Whilst Hyundai will undoubtedly reveal more as we get closer to the Frankfurt Motor Show’s opening day on 15th September, here’s all we know so far about this pair of performance cars
2016 Hyundai i20 WRC
Hyundai did originally plan for the new i20 rally car to be competing in the World Rally Championship by now. However, a last-minute decision to run the car as a five-door model means it won’t actually turn a wheel in anger until next year’s Rallye Monte Carlo.
That won’t stop Hyundai from showcasing the i20 WRC at Frankfurt Motor Show. And, whilst the car is still being developed, it’s expected we’ll see the i20 WRC in the orange/pale blue livery scheme for the first time at Frankfurt in the coming weeks.
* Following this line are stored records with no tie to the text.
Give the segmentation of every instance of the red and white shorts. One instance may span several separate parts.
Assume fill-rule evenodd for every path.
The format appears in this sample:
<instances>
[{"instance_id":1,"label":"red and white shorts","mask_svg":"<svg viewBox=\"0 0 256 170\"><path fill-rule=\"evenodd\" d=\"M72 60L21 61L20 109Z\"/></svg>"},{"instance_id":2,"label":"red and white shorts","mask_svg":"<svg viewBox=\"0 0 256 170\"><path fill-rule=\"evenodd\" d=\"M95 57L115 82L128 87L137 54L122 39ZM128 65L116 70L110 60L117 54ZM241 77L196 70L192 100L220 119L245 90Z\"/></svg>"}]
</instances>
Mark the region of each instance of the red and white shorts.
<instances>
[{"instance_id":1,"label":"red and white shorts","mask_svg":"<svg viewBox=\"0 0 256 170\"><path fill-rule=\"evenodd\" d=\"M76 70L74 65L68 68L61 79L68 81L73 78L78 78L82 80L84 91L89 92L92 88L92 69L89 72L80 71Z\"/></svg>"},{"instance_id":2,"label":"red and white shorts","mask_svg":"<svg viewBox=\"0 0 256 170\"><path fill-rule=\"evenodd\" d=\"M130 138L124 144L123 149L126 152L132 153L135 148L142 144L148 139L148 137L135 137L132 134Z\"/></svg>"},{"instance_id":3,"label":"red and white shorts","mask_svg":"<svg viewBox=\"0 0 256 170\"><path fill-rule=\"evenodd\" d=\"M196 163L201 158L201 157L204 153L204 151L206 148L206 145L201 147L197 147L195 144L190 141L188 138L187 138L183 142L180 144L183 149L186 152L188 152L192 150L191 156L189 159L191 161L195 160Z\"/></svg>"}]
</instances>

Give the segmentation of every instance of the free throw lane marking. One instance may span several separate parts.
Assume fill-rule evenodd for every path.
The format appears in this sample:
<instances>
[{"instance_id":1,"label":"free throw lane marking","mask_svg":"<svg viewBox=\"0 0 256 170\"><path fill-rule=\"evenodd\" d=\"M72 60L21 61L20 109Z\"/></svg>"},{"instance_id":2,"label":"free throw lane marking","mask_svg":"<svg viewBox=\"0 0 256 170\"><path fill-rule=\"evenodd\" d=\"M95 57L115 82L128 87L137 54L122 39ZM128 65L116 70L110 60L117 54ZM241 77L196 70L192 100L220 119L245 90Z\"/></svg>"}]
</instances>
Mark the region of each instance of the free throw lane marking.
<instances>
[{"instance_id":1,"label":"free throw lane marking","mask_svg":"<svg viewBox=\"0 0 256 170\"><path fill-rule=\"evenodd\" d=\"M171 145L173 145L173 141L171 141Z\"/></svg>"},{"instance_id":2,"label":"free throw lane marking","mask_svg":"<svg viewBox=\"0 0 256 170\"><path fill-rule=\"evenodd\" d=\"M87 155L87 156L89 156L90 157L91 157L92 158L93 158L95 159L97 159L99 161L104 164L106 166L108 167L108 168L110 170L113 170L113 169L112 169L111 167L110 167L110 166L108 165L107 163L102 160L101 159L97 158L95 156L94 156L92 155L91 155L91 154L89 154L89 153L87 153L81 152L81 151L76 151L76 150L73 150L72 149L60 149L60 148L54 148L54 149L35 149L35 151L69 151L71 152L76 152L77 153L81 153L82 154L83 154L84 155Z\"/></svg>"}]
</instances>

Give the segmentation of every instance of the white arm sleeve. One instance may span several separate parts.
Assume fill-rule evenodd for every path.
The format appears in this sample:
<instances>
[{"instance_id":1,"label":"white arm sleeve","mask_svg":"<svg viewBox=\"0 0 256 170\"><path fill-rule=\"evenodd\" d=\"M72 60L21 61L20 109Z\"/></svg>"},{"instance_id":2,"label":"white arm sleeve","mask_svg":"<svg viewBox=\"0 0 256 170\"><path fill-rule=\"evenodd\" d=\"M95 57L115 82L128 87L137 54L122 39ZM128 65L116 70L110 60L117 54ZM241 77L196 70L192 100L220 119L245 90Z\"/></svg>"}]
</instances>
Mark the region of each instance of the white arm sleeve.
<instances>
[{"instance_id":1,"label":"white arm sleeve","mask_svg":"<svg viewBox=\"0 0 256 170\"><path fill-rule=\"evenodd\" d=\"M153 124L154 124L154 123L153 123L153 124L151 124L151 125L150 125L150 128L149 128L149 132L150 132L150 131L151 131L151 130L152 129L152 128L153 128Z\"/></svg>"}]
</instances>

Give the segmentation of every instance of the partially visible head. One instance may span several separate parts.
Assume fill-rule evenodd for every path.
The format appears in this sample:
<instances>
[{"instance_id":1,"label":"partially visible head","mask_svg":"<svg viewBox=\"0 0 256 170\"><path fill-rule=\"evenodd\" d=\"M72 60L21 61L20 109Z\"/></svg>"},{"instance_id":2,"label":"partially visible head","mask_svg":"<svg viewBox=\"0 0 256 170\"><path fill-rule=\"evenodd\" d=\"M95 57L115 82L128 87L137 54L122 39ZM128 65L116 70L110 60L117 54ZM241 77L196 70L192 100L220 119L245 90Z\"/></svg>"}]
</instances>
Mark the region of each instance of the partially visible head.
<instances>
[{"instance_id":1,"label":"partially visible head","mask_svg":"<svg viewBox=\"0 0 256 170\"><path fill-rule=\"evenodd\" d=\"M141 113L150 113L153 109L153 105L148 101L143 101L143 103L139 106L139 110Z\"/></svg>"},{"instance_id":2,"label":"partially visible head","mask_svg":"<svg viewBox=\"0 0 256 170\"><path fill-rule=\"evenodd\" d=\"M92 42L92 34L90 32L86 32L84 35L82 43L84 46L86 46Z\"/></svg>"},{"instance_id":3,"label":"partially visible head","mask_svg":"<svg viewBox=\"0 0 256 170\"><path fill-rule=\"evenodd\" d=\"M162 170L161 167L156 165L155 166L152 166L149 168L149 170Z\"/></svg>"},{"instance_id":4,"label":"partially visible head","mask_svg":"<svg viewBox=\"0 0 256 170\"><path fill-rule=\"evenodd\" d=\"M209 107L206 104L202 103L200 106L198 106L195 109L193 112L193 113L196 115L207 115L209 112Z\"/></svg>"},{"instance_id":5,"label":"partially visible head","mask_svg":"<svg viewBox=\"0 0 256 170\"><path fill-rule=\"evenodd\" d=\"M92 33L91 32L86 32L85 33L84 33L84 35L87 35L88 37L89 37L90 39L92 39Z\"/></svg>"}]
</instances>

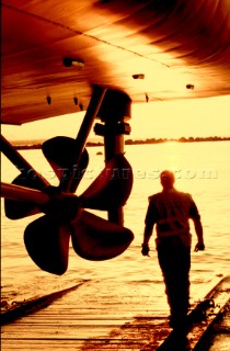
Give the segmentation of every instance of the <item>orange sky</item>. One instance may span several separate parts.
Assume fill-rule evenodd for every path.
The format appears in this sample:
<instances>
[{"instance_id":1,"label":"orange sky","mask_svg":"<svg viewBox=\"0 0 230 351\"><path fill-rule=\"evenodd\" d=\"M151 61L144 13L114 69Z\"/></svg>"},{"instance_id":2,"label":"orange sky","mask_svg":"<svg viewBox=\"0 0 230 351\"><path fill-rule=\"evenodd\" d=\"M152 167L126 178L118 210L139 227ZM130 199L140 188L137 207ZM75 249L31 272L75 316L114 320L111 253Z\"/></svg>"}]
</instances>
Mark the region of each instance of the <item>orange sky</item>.
<instances>
[{"instance_id":1,"label":"orange sky","mask_svg":"<svg viewBox=\"0 0 230 351\"><path fill-rule=\"evenodd\" d=\"M57 135L76 138L84 113L22 126L2 125L1 133L9 140L48 139ZM133 139L230 136L230 95L133 104L131 113L131 134L128 138ZM92 131L91 137L94 136Z\"/></svg>"}]
</instances>

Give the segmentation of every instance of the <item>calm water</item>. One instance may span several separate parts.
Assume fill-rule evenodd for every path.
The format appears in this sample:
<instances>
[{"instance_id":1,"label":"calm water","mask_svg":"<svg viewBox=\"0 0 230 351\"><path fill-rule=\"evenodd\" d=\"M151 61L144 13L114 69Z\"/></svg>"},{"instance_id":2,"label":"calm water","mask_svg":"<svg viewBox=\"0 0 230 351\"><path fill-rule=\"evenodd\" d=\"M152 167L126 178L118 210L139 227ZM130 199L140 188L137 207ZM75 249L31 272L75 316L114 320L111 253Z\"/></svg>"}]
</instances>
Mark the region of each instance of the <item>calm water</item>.
<instances>
[{"instance_id":1,"label":"calm water","mask_svg":"<svg viewBox=\"0 0 230 351\"><path fill-rule=\"evenodd\" d=\"M78 189L78 194L92 182L104 167L103 156L96 155L103 147L89 148L90 163ZM57 180L41 150L25 150L22 155L51 184ZM120 257L105 262L90 262L76 256L70 247L68 271L55 276L41 271L27 256L23 244L26 225L36 217L9 220L2 207L1 220L1 285L2 298L9 303L47 294L71 286L78 281L128 282L129 286L151 282L162 287L161 272L151 239L150 258L140 253L143 220L148 196L161 190L159 173L173 169L176 173L175 188L192 193L199 208L206 251L192 252L192 298L198 294L199 284L215 276L229 274L230 236L230 141L127 146L126 157L134 169L134 188L125 206L125 226L135 234L131 246ZM19 171L2 156L2 181L12 181ZM106 218L106 213L97 212ZM193 247L196 244L193 224ZM152 288L159 293L159 288ZM163 295L163 288L161 288Z\"/></svg>"}]
</instances>

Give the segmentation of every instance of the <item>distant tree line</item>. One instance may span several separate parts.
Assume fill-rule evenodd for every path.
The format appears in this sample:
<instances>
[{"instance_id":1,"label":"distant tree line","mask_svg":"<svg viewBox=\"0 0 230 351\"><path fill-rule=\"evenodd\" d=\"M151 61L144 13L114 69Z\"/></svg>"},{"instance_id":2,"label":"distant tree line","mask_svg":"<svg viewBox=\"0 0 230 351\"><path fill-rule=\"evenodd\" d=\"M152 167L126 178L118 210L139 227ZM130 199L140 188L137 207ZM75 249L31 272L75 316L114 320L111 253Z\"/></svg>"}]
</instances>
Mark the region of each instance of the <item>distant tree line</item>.
<instances>
[{"instance_id":1,"label":"distant tree line","mask_svg":"<svg viewBox=\"0 0 230 351\"><path fill-rule=\"evenodd\" d=\"M139 145L139 144L160 144L160 143L166 143L166 141L179 141L179 143L197 143L197 141L226 141L230 140L229 137L220 137L220 136L209 136L209 137L192 137L189 136L188 138L181 137L179 139L174 138L147 138L147 139L127 139L125 140L126 145ZM87 146L88 147L93 147L93 146L103 146L104 143L94 143L94 141L88 141ZM30 144L19 144L14 141L13 146L16 149L41 149L42 148L42 143L32 143Z\"/></svg>"},{"instance_id":2,"label":"distant tree line","mask_svg":"<svg viewBox=\"0 0 230 351\"><path fill-rule=\"evenodd\" d=\"M181 137L179 139L174 138L147 138L145 140L133 140L133 139L127 139L125 141L126 145L133 145L133 144L160 144L160 143L166 143L166 141L179 141L179 143L197 143L197 141L226 141L230 140L230 137L220 137L220 136L209 136L209 137L192 137L189 136L188 138Z\"/></svg>"}]
</instances>

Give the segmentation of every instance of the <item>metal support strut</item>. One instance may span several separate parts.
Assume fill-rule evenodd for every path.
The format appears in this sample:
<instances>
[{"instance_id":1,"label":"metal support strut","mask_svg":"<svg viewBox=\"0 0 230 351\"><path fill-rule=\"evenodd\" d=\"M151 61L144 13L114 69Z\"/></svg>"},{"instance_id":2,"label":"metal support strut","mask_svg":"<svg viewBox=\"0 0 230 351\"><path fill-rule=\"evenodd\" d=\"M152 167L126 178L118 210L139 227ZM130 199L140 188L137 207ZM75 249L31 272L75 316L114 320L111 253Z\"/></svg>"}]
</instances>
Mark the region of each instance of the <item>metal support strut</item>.
<instances>
[{"instance_id":1,"label":"metal support strut","mask_svg":"<svg viewBox=\"0 0 230 351\"><path fill-rule=\"evenodd\" d=\"M130 134L130 126L125 123L125 120L130 118L130 105L131 100L125 92L106 91L97 114L103 124L96 123L94 126L95 134L104 137L105 163L114 156L124 154L124 135ZM123 207L111 208L108 220L124 225Z\"/></svg>"}]
</instances>

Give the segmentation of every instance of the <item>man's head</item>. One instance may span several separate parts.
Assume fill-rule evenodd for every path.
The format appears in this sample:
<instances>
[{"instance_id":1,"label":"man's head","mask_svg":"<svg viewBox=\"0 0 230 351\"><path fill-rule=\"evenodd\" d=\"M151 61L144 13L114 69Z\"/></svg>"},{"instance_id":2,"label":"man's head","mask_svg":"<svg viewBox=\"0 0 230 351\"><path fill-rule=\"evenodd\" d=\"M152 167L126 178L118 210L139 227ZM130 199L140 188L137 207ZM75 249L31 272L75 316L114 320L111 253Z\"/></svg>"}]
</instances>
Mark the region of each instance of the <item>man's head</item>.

With rather radical technical regulations coming to the WRC in 2017, it’ll be interesting to see if the new i20 rally car is indeed – as Hyundai claims – “99% new”. If the overhaul has been that drastic, though, then we expect Hyundai rally drivers Thierry Nueville and Dani Sordo to be a serious threat to the dominant Polo R WRC of Sebastien Ogier.
Hyundai N 2025 Vision Gran Turismo
Perhaps the highlight of the announcement, though, is this. Partly because so little is known about it, but mostly because what has been disclosed is getting us here at Motor Verso really pumped to find out more.
For starters, the teaser images suggest a pretty badass aesthetic for the N 2025 Vision Gran Turismo, which appears to adopt a mish-mash of cues taken from Le Mans Prototypes. The fact it’s said to highlight ‘sustainable technologies’ does indeed imply this is Hyundai’s take on contemporary LMP1-H racing cars.
Though we’d love this to be Hyundai’s way of saying it’ll be competing in top-tier World Endurance Championship racing, it’s doubtful that will actually be the case. Nevertheless, it’s still a very intriguing concept car, and we will eventually see it in action – albeit in the Gran Turismo 6 racing game.